Klassenrat? Zwei Klassenlehrer? Lernzeit? An der IGS ist vieles anders, vieles neu, vieles ungewöhnlich. Die Schule ist ein Versuchslabor dafür, was jenseits des dreigliedrigen Schulsystems möglich ist: Es kann jeder Schulabschluss erworben werden, von der Berufsreife bis zum Abitur. In der gleichen Klasse lernen Förderkinder und Kinder mit Gymnasialempfehlung gemeinsam, bearbeiten aber je nach ihren persönlichen Fähigkeiten Aufgaben mit unterschiedlichen Schwierigkeitsgraden. Neben den gängigen Schulfächern wie Mathematik, Deutsch und Englisch lernen sie Musikinstrumente, arbeiten handwerklich und absolvieren im Laufe ihrer Schulzeit mehrere Sozialpraktika. Hausaufgaben gibt es nur selten. Jede Klasse hat zwei Klassenlehrer, auch einige Schulfächer werden im Zweier-Team unterrichtet. Eine Pausenklingel gibt es nicht.
Demokratieverständnis stärken


Im Klassenrat der 5c geschieht das, was Schulleiter Josef Linden die "Stärkung des demokratischen Verständnisses der Kinder" nennt: Zwei Mädchen beschweren sich, dass der Bücherdienst der Klasse nicht richtig arbeitet. Lehrerin Melanie Lawrenz bespricht mit den Kindern, wer sich um das Blumengießen kümmert. Jonas erklärt, was der Unterschied zwischen Palmen und anderen Grünpflanzen ist.

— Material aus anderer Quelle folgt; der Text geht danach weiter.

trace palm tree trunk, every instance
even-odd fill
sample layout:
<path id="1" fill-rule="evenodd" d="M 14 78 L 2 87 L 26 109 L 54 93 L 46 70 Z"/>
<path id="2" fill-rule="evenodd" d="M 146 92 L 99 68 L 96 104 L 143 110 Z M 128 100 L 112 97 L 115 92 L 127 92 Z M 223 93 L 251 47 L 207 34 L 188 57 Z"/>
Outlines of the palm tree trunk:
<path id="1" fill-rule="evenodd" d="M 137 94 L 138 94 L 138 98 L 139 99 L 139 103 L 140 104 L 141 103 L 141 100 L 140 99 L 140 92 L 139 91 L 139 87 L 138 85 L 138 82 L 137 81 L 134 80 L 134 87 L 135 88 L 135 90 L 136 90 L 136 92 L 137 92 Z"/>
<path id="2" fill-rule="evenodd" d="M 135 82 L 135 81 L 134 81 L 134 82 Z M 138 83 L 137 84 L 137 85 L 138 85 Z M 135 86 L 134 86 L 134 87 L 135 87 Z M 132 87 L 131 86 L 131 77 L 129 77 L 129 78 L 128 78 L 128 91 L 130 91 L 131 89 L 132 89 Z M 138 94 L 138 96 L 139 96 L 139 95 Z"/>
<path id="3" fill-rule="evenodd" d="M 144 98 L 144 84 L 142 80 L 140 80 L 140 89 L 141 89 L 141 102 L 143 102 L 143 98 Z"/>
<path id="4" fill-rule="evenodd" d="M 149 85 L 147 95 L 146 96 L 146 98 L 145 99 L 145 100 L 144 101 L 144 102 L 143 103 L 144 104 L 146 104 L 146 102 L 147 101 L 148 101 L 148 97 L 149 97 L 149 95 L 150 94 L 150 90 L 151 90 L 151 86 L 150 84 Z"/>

In den nächsten beiden Stunden spielt Anna Querflöte, Jonas Theater und Daniel Fußball. Fünf verschiedene Schwerpunkte gibt es, zwischen denen die Kinder zu Beginn der fünften Klasse wählen können. In der Bläserklasse von Marco Jakobs kämpft ein Mädchen mit dem Saxofon, das partout nicht so will, wie es soll. Ein Junge verschwindet fast hinter seinem Euphonium, einem großen Blechblasinstrument. Obwohl 25 Zehn- und Elfjährige ebenso viele Instrumente in den Händen halten, ist es ruhig, wenn Marco Jakobs redet.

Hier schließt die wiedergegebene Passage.